UPDATED, Feb. 17, 11:32 a.m.: As part of its mission to Revamp Its Penn Plaza portfolio, Vornado Realty Trust plans to combine its One and Two Penn Plaza office buildings into a 4-million-plus square foot complex.
“The goal here is to achieve market rents as much as 50 percent higher as market rents,” CEO Steven Roth [TRData] said on the company’s earnings call Wednesday morning.
Vornado owns some 9 million square feet of office and retail properties surrounding Penn Station, and as the city’s office market has shifted west with projects like Hudson Yards and Manhattan West, the mega REIT sees a high-payoff opportunity in investing in the area.

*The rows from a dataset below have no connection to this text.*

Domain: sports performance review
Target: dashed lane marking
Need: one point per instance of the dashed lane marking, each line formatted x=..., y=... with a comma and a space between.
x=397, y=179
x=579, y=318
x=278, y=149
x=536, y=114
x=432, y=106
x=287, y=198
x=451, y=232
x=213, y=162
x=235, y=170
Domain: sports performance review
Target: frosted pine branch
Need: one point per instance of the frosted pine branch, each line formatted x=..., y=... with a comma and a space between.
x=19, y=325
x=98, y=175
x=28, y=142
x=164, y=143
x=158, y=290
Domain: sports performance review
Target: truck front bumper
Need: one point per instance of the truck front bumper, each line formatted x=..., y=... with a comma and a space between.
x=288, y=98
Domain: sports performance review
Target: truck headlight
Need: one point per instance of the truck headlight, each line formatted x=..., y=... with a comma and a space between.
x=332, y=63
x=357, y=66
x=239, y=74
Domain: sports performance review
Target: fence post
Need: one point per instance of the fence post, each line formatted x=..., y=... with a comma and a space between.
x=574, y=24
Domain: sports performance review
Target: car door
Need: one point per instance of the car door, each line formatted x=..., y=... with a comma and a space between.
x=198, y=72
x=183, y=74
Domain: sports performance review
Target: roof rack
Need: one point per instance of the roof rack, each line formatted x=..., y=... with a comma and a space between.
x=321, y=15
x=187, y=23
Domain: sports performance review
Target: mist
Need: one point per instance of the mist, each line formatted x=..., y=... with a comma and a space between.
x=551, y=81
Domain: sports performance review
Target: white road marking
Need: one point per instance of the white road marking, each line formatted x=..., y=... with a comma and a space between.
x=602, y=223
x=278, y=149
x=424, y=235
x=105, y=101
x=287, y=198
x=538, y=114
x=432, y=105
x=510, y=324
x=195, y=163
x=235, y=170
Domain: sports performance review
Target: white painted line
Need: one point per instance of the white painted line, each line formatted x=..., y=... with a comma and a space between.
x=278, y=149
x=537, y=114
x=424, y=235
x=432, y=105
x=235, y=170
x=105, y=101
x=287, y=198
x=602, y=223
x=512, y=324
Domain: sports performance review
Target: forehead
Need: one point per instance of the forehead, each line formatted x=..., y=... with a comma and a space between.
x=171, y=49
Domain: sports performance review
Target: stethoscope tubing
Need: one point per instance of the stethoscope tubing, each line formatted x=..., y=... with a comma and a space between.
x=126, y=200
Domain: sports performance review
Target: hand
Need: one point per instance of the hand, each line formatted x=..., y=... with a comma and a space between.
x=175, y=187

Roth said the company is “knee deep” in planning multiple projects in the area, including combining One and Two Penn Plaza into a 4.2 million-square-foot complex.
Roth said combining the buildings would give the landlord more leeway to move tenants around, and add amenities like new food outlets.
“We can afford to put an amenity complex into those 4-plus-million-square-feet buildings that are not economic even in a half-a million or a million” square foot building, Roth said. As the company looks to attract TAMI tenants, he added, Vornado is looking to replicate much of what the “tech industry is doing on their big, huge campuses.”
The Two Buildings Are Separated By 33rd Street, a portion of which the city’s Department of Transportation shut down over the summer as a test-run For A Public Plaza.
The 1.6 million-square-foot Two Penn Plaza, located above Penn Station, is leased to McGraw-Hill and the Dolan family’s Madison Square Garden Company. Roth said the plan is to “re-skin” the building, replacing the punched windows with ones that will stretch nearly from floor to ceiling, making the building “look like it was built recently.”
The CEO said plans for the 2.7-million-square-foot One Penn Plaza would resemble a more conventional upgrade. He said it was premature to put a price on the renovations.
Market rents in the area average $55 per square foot, and Vornado has reportedly completed deals at $60 per square foot recently.
The company is spending hundreds of millions of dollars to Upgrade Buildings Like 7 West 34th Street and 330 West 34th Street, and has hinted at more to come as projects such as Governor Andrew Cuomo’s goal to jumpstart a new Penn Station hit the pipeline.